A collaborative project that began during my time as a postdoctoral researcher at the California Academy of Sciences involves using using models of trophic networks to examine how disturbances can spread through communities and cause extinctions. Our model is based on ecological principles, and some of the main data that we are using are a series of Permian and Triassic communities from the Karoo Basin of South Africa. Our research has already shown that the latest Permian Karoo community was susceptible to collapse brought on by primary producer disruption, and that the earliest Triassic Karoo community was very unstable. Presently we are investigating the mechanics that underlie this instability, and we're planning to investigate how the perturbation resistance of communities as changed over time. We've also experimented with ways to use the model to estimate the magnitude and type of disruptions needed to cause observed extinction levels during the end-Permian extinction event in the Karoo. Then there's the research project I've been working on almost my whole life.

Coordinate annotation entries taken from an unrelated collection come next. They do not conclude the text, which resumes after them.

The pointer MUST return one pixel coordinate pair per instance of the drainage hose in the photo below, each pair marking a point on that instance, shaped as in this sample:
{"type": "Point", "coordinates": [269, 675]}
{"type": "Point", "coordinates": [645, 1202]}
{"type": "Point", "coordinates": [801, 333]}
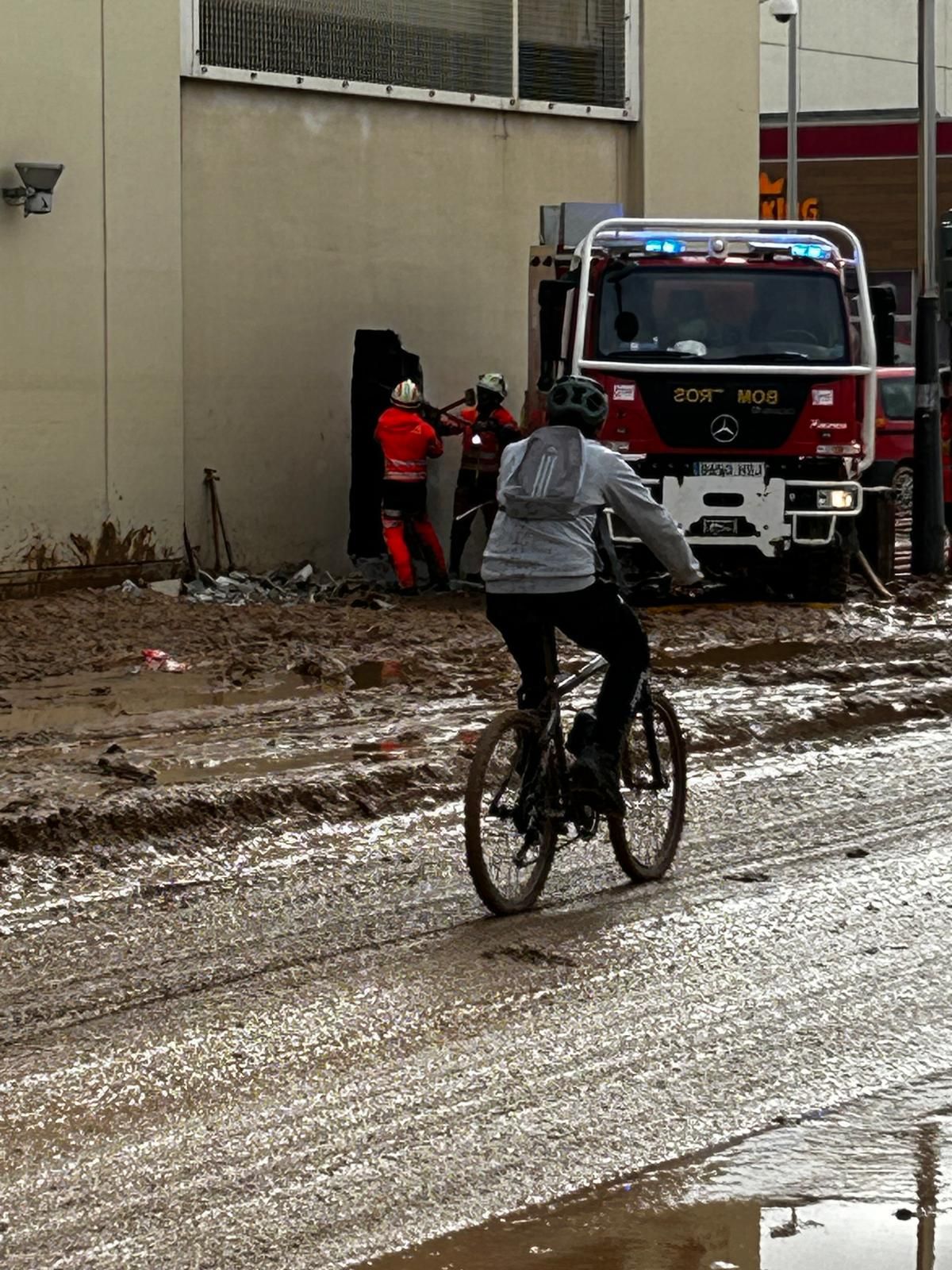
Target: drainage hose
{"type": "Point", "coordinates": [876, 584]}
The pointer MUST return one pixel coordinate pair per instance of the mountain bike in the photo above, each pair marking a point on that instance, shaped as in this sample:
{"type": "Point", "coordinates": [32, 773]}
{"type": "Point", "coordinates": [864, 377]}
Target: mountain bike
{"type": "Point", "coordinates": [520, 802]}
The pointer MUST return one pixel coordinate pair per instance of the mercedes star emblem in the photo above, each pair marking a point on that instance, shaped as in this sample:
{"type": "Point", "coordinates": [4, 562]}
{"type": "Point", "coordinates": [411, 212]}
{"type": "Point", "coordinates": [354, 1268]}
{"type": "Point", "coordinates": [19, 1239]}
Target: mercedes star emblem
{"type": "Point", "coordinates": [725, 429]}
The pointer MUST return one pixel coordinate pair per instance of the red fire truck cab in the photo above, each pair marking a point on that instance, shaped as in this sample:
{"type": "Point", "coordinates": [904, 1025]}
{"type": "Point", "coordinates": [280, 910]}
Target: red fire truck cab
{"type": "Point", "coordinates": [739, 359]}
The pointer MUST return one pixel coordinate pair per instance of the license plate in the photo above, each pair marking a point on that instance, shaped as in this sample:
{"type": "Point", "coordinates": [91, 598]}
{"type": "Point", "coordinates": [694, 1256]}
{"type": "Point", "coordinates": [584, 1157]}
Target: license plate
{"type": "Point", "coordinates": [719, 526]}
{"type": "Point", "coordinates": [729, 469]}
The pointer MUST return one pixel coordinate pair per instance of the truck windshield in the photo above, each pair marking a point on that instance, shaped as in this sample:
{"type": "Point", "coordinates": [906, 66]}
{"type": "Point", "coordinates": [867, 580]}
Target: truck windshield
{"type": "Point", "coordinates": [721, 314]}
{"type": "Point", "coordinates": [898, 398]}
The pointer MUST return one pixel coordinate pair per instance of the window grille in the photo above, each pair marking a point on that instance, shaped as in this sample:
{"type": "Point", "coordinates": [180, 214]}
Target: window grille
{"type": "Point", "coordinates": [571, 52]}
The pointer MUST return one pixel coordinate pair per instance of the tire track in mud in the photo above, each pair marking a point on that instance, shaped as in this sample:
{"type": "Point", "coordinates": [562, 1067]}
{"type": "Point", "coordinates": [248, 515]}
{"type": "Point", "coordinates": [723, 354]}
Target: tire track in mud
{"type": "Point", "coordinates": [329, 908]}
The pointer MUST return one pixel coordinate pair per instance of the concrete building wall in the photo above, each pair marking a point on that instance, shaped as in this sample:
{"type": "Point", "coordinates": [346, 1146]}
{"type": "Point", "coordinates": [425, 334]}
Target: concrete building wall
{"type": "Point", "coordinates": [856, 55]}
{"type": "Point", "coordinates": [698, 140]}
{"type": "Point", "coordinates": [309, 216]}
{"type": "Point", "coordinates": [213, 248]}
{"type": "Point", "coordinates": [90, 327]}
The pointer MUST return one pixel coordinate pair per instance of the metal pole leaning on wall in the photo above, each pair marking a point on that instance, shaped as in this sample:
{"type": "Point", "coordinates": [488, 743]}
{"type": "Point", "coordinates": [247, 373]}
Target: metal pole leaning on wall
{"type": "Point", "coordinates": [928, 522]}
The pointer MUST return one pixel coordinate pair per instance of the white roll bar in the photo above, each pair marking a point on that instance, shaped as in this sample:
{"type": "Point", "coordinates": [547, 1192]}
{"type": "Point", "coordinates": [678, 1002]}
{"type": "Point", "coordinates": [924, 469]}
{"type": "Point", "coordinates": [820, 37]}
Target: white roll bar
{"type": "Point", "coordinates": [620, 230]}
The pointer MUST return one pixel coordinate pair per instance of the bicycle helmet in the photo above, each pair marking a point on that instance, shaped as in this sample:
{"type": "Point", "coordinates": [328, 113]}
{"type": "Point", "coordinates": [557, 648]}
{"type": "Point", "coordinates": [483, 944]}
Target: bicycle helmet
{"type": "Point", "coordinates": [406, 395]}
{"type": "Point", "coordinates": [578, 400]}
{"type": "Point", "coordinates": [493, 383]}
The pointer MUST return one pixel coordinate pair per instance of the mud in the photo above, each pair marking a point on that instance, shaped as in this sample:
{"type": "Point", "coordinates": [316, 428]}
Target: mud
{"type": "Point", "coordinates": [336, 711]}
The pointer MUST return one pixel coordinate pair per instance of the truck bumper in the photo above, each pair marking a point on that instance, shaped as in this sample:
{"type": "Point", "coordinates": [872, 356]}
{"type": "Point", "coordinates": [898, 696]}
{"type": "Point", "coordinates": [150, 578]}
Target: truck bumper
{"type": "Point", "coordinates": [768, 516]}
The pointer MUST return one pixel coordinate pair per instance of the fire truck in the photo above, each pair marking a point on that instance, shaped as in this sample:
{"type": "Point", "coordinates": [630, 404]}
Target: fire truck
{"type": "Point", "coordinates": [739, 359]}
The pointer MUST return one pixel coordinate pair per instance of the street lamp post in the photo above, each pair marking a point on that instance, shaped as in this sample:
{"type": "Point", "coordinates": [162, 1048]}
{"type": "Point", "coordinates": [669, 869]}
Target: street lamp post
{"type": "Point", "coordinates": [928, 521]}
{"type": "Point", "coordinates": [787, 12]}
{"type": "Point", "coordinates": [793, 118]}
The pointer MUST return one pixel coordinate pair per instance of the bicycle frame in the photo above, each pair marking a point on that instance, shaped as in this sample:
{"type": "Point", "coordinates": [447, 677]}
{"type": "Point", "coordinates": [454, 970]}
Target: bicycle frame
{"type": "Point", "coordinates": [562, 687]}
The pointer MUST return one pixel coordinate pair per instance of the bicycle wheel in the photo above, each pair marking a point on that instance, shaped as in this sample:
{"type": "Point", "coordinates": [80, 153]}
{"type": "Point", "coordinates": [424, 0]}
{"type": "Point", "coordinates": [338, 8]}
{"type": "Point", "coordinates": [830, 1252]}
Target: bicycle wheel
{"type": "Point", "coordinates": [647, 838]}
{"type": "Point", "coordinates": [509, 837]}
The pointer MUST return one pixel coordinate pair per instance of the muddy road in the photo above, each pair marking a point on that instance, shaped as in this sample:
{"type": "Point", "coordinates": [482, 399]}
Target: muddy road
{"type": "Point", "coordinates": [251, 1013]}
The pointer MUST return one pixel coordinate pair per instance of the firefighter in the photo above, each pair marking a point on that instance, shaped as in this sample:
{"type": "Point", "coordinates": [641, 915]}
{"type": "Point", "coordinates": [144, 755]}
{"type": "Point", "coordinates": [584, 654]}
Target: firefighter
{"type": "Point", "coordinates": [489, 429]}
{"type": "Point", "coordinates": [408, 441]}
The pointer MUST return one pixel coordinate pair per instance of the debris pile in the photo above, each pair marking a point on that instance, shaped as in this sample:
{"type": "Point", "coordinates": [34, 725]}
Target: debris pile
{"type": "Point", "coordinates": [300, 586]}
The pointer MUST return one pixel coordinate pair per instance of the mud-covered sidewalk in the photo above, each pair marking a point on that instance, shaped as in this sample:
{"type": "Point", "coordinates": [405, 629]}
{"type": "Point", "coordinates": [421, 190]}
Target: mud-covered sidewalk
{"type": "Point", "coordinates": [347, 709]}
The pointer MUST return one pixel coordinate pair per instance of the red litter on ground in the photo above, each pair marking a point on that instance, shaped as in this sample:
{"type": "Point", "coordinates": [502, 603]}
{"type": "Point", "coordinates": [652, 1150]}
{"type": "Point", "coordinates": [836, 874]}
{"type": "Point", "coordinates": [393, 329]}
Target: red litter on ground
{"type": "Point", "coordinates": [158, 660]}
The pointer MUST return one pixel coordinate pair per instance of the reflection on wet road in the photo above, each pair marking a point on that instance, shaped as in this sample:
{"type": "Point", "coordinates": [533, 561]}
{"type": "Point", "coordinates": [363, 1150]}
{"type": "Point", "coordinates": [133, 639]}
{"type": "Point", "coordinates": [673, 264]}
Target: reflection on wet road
{"type": "Point", "coordinates": [854, 1189]}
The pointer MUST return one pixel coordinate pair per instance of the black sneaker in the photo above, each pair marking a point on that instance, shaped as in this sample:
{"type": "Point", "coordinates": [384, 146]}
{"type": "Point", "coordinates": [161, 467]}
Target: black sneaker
{"type": "Point", "coordinates": [594, 779]}
{"type": "Point", "coordinates": [582, 733]}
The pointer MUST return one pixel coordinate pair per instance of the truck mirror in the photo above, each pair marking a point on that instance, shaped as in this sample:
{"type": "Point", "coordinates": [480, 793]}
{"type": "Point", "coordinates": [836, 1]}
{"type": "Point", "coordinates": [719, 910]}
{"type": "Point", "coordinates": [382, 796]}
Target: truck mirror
{"type": "Point", "coordinates": [882, 298]}
{"type": "Point", "coordinates": [552, 298]}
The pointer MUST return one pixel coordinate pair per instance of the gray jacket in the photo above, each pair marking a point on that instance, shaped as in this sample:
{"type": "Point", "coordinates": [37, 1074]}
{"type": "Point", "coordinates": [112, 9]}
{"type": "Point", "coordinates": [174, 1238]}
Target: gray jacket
{"type": "Point", "coordinates": [549, 556]}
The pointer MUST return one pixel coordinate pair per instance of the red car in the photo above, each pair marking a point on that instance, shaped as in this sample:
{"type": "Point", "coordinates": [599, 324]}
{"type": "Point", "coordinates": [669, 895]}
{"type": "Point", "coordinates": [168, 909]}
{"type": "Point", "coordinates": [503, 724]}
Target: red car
{"type": "Point", "coordinates": [895, 419]}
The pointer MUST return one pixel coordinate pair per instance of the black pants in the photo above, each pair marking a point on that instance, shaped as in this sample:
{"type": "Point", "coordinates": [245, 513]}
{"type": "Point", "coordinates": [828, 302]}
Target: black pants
{"type": "Point", "coordinates": [598, 620]}
{"type": "Point", "coordinates": [474, 491]}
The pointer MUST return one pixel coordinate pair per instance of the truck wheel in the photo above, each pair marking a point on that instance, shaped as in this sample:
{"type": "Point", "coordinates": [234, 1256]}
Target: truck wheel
{"type": "Point", "coordinates": [819, 575]}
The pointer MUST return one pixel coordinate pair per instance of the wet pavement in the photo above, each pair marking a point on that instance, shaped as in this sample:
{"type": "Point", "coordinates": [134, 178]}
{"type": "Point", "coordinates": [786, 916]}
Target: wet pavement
{"type": "Point", "coordinates": [858, 1187]}
{"type": "Point", "coordinates": [253, 1014]}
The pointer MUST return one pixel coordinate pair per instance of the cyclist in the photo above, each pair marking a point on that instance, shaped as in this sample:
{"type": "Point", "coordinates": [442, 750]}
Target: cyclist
{"type": "Point", "coordinates": [541, 565]}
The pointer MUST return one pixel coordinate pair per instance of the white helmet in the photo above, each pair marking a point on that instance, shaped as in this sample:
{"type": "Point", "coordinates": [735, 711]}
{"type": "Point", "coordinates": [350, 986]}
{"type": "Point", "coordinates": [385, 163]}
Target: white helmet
{"type": "Point", "coordinates": [493, 383]}
{"type": "Point", "coordinates": [406, 395]}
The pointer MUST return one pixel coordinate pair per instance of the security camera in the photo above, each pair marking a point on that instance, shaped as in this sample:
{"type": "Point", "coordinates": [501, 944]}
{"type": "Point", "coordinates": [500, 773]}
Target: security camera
{"type": "Point", "coordinates": [785, 10]}
{"type": "Point", "coordinates": [36, 194]}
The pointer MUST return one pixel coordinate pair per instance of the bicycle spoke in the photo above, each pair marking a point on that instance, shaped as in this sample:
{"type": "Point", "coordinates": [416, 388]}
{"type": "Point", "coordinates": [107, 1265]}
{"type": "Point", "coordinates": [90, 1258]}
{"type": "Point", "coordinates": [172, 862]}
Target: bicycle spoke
{"type": "Point", "coordinates": [509, 837]}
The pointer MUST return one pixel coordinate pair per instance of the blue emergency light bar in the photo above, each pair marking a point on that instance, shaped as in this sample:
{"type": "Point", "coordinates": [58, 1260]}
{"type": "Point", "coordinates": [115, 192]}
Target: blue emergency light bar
{"type": "Point", "coordinates": [812, 251]}
{"type": "Point", "coordinates": [666, 247]}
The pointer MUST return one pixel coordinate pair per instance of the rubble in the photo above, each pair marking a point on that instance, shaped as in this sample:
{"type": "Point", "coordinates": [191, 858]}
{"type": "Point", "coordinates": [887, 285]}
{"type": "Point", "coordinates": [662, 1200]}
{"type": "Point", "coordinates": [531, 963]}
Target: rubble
{"type": "Point", "coordinates": [287, 587]}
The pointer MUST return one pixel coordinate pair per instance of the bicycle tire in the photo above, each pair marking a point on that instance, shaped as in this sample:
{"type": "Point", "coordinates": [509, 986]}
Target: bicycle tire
{"type": "Point", "coordinates": [632, 857]}
{"type": "Point", "coordinates": [514, 723]}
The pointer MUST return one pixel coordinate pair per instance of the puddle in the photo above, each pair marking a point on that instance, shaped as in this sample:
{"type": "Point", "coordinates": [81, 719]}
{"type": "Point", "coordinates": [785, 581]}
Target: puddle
{"type": "Point", "coordinates": [70, 704]}
{"type": "Point", "coordinates": [861, 1189]}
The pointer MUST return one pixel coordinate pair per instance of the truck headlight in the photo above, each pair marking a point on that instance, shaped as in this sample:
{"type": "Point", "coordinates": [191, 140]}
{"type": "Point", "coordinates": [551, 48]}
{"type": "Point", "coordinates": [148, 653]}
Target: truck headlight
{"type": "Point", "coordinates": [835, 499]}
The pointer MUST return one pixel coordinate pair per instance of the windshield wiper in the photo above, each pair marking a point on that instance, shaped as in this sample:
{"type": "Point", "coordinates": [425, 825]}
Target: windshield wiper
{"type": "Point", "coordinates": [765, 357]}
{"type": "Point", "coordinates": [658, 355]}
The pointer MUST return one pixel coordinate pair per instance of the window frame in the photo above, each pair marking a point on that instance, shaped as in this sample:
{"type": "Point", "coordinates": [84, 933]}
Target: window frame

Morphology and the stratigraphic occurrences of fossil organisms provide distinct, but complementary information about evolutionary history. Therefore, it is important to consider both sources of information when reconstructing the phylogenetic relationships of organisms with a fossil record, and I am interested how these data sources can be used together in this process. In my empirical work on anomodont phylogeny, I have consistently examined the fit of my morphology-based phylogenetic hypotheses to the fossil record because simulation studies suggest that phylogenies which fit the record well are more likely to be correct. More theoretically, I developed a character-based approach to measuring the fit of phylogenies to the fossil record. I also have shown that measurements of the fit of phylogenetic hypotheses to the fossil record can provide insight into when the direct inclusion of stratigraphic data in the tree reconstruction process results in more accurate hypotheses. Most recently, I co-advised two masters students at the University of Bristol who are examined how our ability to accurately reconstruct a clade's phylogeny changes over the course of the clade's history.